Arcuri: "No" to healthcare bill; possible vote Sunday

WASHINGTON, D.C. (WKTV) - Congressman Michael Arcuri has told the Democratic Caucus that he will vote "no" on the Senate version of the Healthcare Reform bill, which he believed would be voted upon on Sunday.

Telling the caucus no Thursday re-affirms what Arcuri has been telling media outlets all week - that he is not in support of the healthcare bill in its current state.

“I have made my decision," Arcuri said. "I cannot support the health care package that is likely to be voted on later this week. There is no question we must fix our nation’s broken health care system. I supported a health care bill last year that controlled costs for those with insurance and made insurance affordable for those without it. The health care package expected to be voted on in the coming days doesn’t do enough to keep health care costs in check."

In response to Michael Arcuri's announcement that he will vote no on the health-care bill, Republican Congressional Candidate Richard Hanna said:

"I am pleased that after months of inexplicable waffling, he has finally decided to listen to his constituents, who are overwhelmingly against this bill -- as they should be," Richard Hanna said. "It is unfortunate that it's taken an election year for him to vote the way he should. We should all be asking what Mr. Arcuri's core principles are."

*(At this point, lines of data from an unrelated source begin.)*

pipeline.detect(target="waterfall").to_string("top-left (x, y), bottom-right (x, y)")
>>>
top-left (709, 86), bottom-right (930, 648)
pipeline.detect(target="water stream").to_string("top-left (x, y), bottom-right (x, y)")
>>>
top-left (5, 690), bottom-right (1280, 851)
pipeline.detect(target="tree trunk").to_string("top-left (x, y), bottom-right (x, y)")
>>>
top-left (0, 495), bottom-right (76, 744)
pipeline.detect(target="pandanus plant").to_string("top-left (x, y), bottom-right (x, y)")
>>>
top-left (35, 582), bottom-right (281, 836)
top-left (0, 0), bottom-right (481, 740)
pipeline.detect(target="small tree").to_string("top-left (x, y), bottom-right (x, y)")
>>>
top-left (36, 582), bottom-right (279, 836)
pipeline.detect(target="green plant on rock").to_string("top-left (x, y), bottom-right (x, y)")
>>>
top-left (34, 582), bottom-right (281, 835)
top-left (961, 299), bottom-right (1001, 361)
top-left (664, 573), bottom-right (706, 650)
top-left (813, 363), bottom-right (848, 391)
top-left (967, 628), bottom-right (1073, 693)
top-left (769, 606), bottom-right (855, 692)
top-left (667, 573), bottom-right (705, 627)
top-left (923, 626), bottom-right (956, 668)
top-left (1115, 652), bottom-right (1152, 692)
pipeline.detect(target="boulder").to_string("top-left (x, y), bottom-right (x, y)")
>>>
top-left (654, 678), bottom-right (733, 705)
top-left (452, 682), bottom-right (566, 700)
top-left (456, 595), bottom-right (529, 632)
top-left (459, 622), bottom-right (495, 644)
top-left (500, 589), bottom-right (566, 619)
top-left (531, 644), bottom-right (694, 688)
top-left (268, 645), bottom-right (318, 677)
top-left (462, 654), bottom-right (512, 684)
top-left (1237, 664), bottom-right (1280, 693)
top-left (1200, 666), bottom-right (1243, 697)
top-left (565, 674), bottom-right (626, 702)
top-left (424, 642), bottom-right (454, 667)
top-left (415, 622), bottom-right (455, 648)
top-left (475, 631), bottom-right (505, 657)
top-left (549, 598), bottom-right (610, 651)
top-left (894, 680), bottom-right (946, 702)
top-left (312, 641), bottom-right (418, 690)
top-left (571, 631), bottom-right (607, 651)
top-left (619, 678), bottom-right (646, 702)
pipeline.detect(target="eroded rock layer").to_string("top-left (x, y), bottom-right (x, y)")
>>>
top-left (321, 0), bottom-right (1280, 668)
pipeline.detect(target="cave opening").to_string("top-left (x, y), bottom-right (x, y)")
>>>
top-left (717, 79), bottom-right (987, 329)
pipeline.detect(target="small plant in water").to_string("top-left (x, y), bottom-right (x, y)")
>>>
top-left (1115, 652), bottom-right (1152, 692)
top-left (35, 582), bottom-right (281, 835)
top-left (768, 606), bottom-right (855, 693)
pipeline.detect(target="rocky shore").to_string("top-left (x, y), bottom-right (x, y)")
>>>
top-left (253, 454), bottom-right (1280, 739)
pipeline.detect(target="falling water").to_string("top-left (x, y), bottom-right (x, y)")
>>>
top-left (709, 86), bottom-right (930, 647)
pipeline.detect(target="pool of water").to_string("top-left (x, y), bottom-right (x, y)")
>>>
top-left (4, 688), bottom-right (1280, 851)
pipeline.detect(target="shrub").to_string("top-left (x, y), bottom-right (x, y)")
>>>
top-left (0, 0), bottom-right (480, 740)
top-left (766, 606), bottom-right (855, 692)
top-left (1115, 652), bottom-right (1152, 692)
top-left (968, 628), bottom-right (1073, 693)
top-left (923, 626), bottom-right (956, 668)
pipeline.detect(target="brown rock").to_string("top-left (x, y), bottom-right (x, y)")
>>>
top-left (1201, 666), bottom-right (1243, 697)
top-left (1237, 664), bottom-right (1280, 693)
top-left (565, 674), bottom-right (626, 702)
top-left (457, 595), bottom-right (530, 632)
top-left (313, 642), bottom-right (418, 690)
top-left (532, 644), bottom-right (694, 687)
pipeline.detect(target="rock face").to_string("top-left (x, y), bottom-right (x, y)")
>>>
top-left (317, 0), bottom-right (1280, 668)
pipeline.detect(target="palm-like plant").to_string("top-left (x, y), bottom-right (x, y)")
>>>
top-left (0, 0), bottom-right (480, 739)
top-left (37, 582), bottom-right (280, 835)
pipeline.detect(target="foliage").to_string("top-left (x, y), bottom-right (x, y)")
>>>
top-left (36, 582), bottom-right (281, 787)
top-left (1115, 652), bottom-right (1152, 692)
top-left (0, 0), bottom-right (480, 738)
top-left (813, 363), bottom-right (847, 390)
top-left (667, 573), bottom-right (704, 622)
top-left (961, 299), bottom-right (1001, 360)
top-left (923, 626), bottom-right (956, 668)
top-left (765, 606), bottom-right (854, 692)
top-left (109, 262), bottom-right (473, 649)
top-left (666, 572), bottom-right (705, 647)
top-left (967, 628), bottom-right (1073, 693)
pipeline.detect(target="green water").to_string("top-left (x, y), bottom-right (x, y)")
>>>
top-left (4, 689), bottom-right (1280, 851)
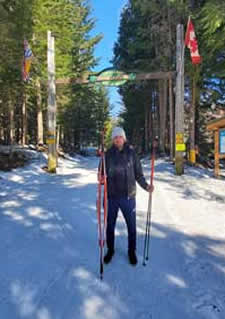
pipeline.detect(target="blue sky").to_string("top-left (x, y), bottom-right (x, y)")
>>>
top-left (90, 0), bottom-right (128, 117)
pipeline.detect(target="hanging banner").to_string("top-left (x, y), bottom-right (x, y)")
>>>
top-left (22, 39), bottom-right (33, 81)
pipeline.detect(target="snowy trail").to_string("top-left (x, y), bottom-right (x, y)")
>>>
top-left (0, 155), bottom-right (225, 319)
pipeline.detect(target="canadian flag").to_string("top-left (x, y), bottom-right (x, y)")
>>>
top-left (185, 18), bottom-right (202, 64)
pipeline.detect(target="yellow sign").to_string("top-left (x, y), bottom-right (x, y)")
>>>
top-left (176, 144), bottom-right (186, 151)
top-left (190, 149), bottom-right (196, 163)
top-left (47, 138), bottom-right (55, 145)
top-left (176, 133), bottom-right (184, 144)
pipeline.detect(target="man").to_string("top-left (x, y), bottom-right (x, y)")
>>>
top-left (104, 127), bottom-right (154, 266)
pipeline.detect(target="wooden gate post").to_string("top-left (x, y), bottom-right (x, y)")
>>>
top-left (214, 130), bottom-right (220, 178)
top-left (175, 24), bottom-right (185, 175)
top-left (47, 31), bottom-right (57, 173)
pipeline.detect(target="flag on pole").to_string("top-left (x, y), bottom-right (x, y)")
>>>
top-left (185, 17), bottom-right (202, 64)
top-left (22, 40), bottom-right (33, 81)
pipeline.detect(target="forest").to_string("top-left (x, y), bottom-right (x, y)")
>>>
top-left (114, 0), bottom-right (225, 160)
top-left (0, 0), bottom-right (225, 165)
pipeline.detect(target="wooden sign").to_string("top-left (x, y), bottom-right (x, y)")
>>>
top-left (88, 69), bottom-right (136, 87)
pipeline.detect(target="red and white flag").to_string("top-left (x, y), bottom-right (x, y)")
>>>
top-left (185, 17), bottom-right (202, 64)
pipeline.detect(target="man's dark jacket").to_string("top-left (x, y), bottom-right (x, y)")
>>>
top-left (105, 143), bottom-right (148, 199)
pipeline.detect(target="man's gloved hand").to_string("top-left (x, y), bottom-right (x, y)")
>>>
top-left (98, 172), bottom-right (104, 185)
top-left (146, 184), bottom-right (154, 193)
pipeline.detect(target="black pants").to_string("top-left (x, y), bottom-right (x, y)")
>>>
top-left (106, 197), bottom-right (136, 252)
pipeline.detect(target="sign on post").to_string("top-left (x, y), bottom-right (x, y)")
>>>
top-left (88, 69), bottom-right (136, 87)
top-left (219, 129), bottom-right (225, 154)
top-left (175, 133), bottom-right (186, 151)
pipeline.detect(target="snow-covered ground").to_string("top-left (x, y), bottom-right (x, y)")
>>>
top-left (0, 153), bottom-right (225, 319)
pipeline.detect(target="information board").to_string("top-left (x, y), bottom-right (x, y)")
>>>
top-left (219, 129), bottom-right (225, 154)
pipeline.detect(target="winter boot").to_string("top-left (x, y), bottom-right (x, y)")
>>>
top-left (104, 249), bottom-right (115, 264)
top-left (128, 250), bottom-right (138, 266)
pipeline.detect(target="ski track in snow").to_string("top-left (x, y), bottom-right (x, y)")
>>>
top-left (0, 155), bottom-right (225, 319)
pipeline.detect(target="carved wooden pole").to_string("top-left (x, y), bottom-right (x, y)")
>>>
top-left (175, 24), bottom-right (185, 175)
top-left (47, 31), bottom-right (57, 173)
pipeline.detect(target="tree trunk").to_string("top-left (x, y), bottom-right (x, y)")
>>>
top-left (56, 125), bottom-right (60, 152)
top-left (159, 80), bottom-right (167, 154)
top-left (189, 68), bottom-right (197, 164)
top-left (0, 127), bottom-right (3, 141)
top-left (153, 81), bottom-right (159, 140)
top-left (163, 79), bottom-right (168, 152)
top-left (36, 78), bottom-right (44, 145)
top-left (9, 101), bottom-right (15, 145)
top-left (169, 76), bottom-right (174, 160)
top-left (145, 102), bottom-right (149, 153)
top-left (22, 90), bottom-right (27, 146)
top-left (149, 87), bottom-right (153, 144)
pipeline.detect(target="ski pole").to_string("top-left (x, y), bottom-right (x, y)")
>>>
top-left (97, 129), bottom-right (107, 280)
top-left (143, 140), bottom-right (156, 266)
top-left (97, 158), bottom-right (103, 279)
top-left (143, 196), bottom-right (151, 266)
top-left (145, 143), bottom-right (155, 262)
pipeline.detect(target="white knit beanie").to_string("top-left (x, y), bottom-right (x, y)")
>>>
top-left (111, 127), bottom-right (126, 140)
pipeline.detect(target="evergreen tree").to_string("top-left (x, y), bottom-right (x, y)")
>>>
top-left (0, 0), bottom-right (110, 150)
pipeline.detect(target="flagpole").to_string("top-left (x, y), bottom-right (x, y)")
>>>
top-left (22, 39), bottom-right (33, 146)
top-left (22, 85), bottom-right (27, 146)
top-left (190, 64), bottom-right (198, 164)
top-left (22, 39), bottom-right (26, 146)
top-left (184, 16), bottom-right (202, 164)
top-left (181, 15), bottom-right (191, 76)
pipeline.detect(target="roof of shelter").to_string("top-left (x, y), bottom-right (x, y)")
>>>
top-left (207, 116), bottom-right (225, 131)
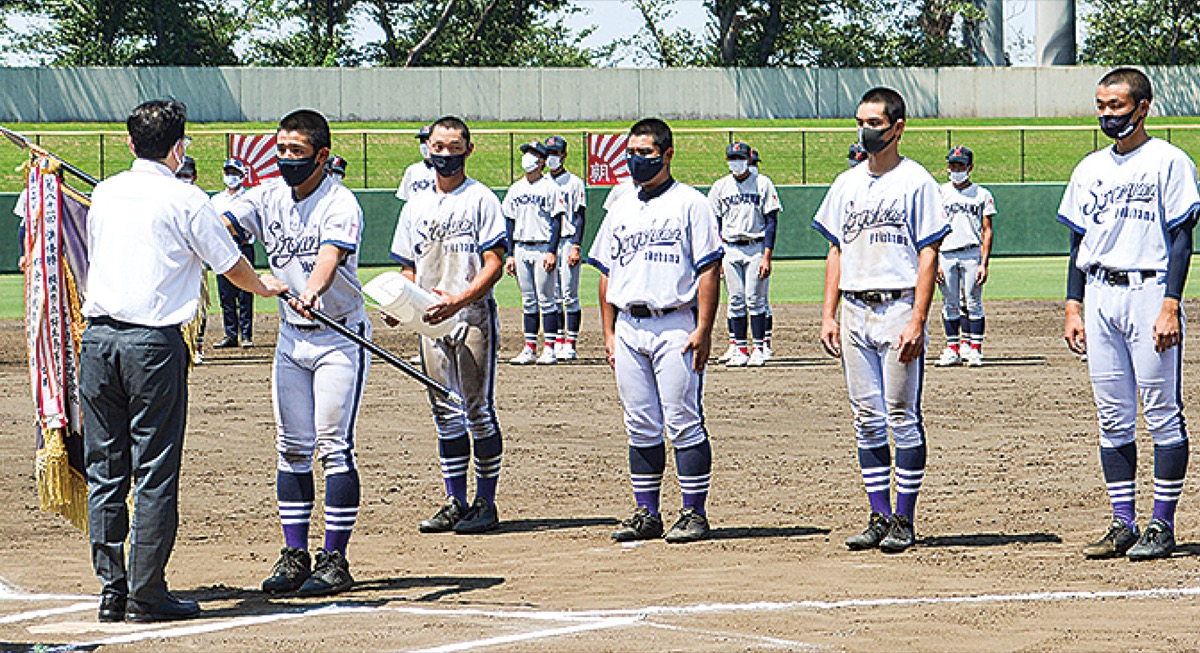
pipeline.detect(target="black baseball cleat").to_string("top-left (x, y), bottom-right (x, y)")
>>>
top-left (1082, 518), bottom-right (1139, 559)
top-left (97, 592), bottom-right (126, 623)
top-left (1127, 519), bottom-right (1176, 561)
top-left (454, 497), bottom-right (500, 534)
top-left (212, 336), bottom-right (238, 349)
top-left (664, 508), bottom-right (711, 543)
top-left (845, 512), bottom-right (890, 550)
top-left (296, 548), bottom-right (353, 597)
top-left (419, 497), bottom-right (466, 533)
top-left (611, 506), bottom-right (664, 542)
top-left (124, 593), bottom-right (200, 623)
top-left (879, 513), bottom-right (915, 553)
top-left (262, 547), bottom-right (312, 594)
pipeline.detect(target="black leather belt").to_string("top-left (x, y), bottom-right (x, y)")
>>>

“I didn’t come to this decision lightly," Arcuri said. "In the last few weeks, I have received tens of thousands of phone calls, faxes and emails from families and senior citizens - all telling me how they feel about health care reform. I’ve spoken with hundreds of people in grocery stores, at community events, and at my Congressional offices. I have talked to small business owners from Herkimer to Geneva who desperately needs health care reform but, uniformly, they tell me this new proposal will hurt them and their employees across the board. I’ve listened to my constituents and have heard their concerns clearly.

Earlier in the week, Arcuri spokesperson Mark Cornell has said that Arcuri would be open to the bill if changes were to be made. On Thursday, though, Arcuri said he was not convinced that enough changes could be made to the Senate bill to meet the needs of his district's people.

“My opposition to this health care reform package is based on three items that I feel are essential if we hope to make insurance affordable for those who don’t have it and lower costs for those who do have it."

Arcuri described those items as follows:

*Doesn’t allow Medicare to negotiate drug prices.
*Doesn’t remove the anti-trust exemption for insurance companies;
*Includes an excise tax on high-quality health insurance plans (i.e. Cadillac Plans).

“I am not convinced that after months of listening, studying and debating that the current bill benefits the people in my district in the best possible way, and that's why I cannot support it.”

Cornell said the Congressman also believed that the House plan was a deficit reducer, while he can't say the same for the Senate bill. Cornell said that when the Congressman voted for the original House bill, he didn't like everything about the plan, but that his likes outweighed his dislikes.

Cornell said the opposite is true with the Senate bill.

House leaders plan a tentative Sunday vote on the bill.